– Я не знаю, в какой степени сознательно, но движение чинарей или обэриутов, его связь с миром были бы весьма опосредованными. Ну, не случайно же они чинари, а именно потому, что этим подчёркивается иерархичность и их позиций, и их взглядов, и искусства вообще. Им была присуща некая важность – важность, которая есть в их «Разговорах», записанных Леонидом Липавским, и «Дневниках» Якова Друскина, которая есть в переписке Хармса. Чинность. Это не чинность такой иерархической структуры, а это чинность скорее духовной иерархии – недопущение низкого в круг своих забот. У Анны Георгиевны Герасимовой, aka Умки, в очень забавной и при этом очень точной диссертации о природе смешного у обэриутов подчёркнуто, что смешное не входит в их задачи, это побочный эффект. Комического эффекта обэриуты не хотят. Этот эффект возникает от остранения, от предмета, который увиден без флуоресценции. Обэриуты не острят – вот что важно.
Чем бы они занимались сегодня? Скорее всего, они бы сидели, как сидели в тридцатые годы, потому что такая фигура, как Хармс, – это просто ходячий экстремизм. Ну, это отдельный вопрос: в какой степени игра Хармса была таким евреиновским «театром для себя», в какой степени безумием, а в какой степени синдромом навязчивых ритуалов, обсессии? Лидия Гинзбург, которая видела однажды, как в соседней комнате Хармс просто приготовлялся ко сну (проделывал сложную систему молитв, поклонов, ритуалов), была уверена в том, что, в отличие от невротика Мандельштама, Хармс был полноценным систематическим безумцем. Это безумие предполагало, конечно, определённую аутичность, определённую невосприимчивость к политике. Хармса интересовали «Страсти по Матфею». Они все были специалистами по Баху. Что мы можем сказать об отношении Баха к современной ему политике? Бах – это человек, который мирами двигает. И что ему политика?

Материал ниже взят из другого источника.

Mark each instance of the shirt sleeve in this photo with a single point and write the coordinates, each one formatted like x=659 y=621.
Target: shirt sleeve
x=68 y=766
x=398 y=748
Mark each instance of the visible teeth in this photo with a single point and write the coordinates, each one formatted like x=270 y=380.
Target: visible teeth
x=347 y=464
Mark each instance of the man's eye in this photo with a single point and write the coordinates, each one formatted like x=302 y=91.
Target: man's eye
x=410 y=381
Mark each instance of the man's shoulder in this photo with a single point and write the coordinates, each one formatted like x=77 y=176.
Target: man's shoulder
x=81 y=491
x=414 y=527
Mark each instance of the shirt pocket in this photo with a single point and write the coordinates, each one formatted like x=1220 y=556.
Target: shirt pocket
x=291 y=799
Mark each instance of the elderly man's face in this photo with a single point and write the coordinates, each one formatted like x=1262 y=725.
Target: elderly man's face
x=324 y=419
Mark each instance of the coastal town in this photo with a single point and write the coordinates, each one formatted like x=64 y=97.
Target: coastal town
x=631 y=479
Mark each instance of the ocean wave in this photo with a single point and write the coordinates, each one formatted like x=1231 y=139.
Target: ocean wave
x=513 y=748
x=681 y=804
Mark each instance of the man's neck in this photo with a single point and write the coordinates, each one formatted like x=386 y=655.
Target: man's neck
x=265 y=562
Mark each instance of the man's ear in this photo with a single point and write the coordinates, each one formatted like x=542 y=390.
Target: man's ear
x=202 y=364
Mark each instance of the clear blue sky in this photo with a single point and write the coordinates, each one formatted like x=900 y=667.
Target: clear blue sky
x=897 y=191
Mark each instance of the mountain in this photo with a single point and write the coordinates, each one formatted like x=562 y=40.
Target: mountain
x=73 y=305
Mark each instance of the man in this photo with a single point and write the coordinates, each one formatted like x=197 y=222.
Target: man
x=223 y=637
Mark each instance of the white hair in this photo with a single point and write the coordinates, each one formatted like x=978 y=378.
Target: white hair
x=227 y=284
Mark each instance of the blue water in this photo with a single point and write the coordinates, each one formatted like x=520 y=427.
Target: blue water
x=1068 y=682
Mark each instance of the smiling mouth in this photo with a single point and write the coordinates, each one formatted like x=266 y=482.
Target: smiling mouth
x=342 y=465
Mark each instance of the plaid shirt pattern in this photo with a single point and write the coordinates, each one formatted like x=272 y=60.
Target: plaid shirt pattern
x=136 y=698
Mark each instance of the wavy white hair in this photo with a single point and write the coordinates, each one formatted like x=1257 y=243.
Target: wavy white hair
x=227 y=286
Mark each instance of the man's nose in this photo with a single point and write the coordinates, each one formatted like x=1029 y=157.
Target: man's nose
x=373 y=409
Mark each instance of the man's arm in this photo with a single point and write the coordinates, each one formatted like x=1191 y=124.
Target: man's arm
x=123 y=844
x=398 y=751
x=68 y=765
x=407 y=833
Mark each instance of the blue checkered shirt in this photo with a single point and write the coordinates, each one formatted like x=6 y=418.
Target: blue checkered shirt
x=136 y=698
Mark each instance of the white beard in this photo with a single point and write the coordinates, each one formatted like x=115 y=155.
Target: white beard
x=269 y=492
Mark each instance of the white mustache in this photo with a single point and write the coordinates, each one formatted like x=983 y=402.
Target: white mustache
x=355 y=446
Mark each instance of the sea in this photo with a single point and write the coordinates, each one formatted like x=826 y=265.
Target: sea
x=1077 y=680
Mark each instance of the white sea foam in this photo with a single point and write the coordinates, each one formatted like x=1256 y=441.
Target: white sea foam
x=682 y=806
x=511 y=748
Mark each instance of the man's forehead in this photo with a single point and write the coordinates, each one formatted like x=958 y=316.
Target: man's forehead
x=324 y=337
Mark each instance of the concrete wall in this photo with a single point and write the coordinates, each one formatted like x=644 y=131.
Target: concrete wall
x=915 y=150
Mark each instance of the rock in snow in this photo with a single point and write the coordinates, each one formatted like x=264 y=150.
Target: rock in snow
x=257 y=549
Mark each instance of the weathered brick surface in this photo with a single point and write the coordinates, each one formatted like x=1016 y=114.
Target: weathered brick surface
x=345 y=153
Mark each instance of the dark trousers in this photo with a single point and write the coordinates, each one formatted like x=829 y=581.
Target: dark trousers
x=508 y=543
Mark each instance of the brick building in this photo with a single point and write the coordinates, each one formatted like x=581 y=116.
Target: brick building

Просто эти люди в силу своего особенно чуткого, особенно внимательного отношения к реальности не могли не почувствовать воздуха времени. Ведь трудно найти лучшую повесть о тридцатых годах, чем хармсовская «Старуха». Я помню, мне Валерий Попов когда-то сказал, что он одновременно прочёл «Старуху» и «Московскую улицу» (роман «Арбат, режимная улица», «Московская улица» – журнальный вариант) Бориса Ямпольского. И все ужасы тоталитаризма, описанные Ямпольским, бледнеют перед иррациональным страхом старухи. Ужас эпохи Хармс запечатлел лучше, чем реалисты.
А теперь – о Балабанове.
Есть такой остров Ифалук в Микронезии, там населения, по-моему, меньше тысячи человек, но этот остров стал объектом пристального внимания психологов, потому что там существует совершенно особая эмоциональная шкала: человек занимает в социальной иерархии тем более высокое место, чем больше он может плакать. Вот если он плачет искренне, рыдает, то это значит, что он болеет за свой народ и имеет высокий шанс стать вождём. И даже дебаты проводятся (такие своего рода праймериз ифалукские) в формате «кто кого переплачет». И это не выдумка.
Там есть удивительные эмоции, которые называются, например, «фаго» – это такая странная смесь любви и жалости, любви, сострадания и умиления; а есть «кхер» – это такое сочетание боевитости и радости, такое ликующее агрессивное счастье, оскаленное. Ну и ещё штук пятнадцать эмоций, которые подробно описаны разными психологами. Это интересная сформировавшаяся в изоляции субкультура.
Так вот, Балабанов – это гениальный летописец специфических русских эмоций, тех эмоций, которые в России существуют, а в остальном мире непонятны.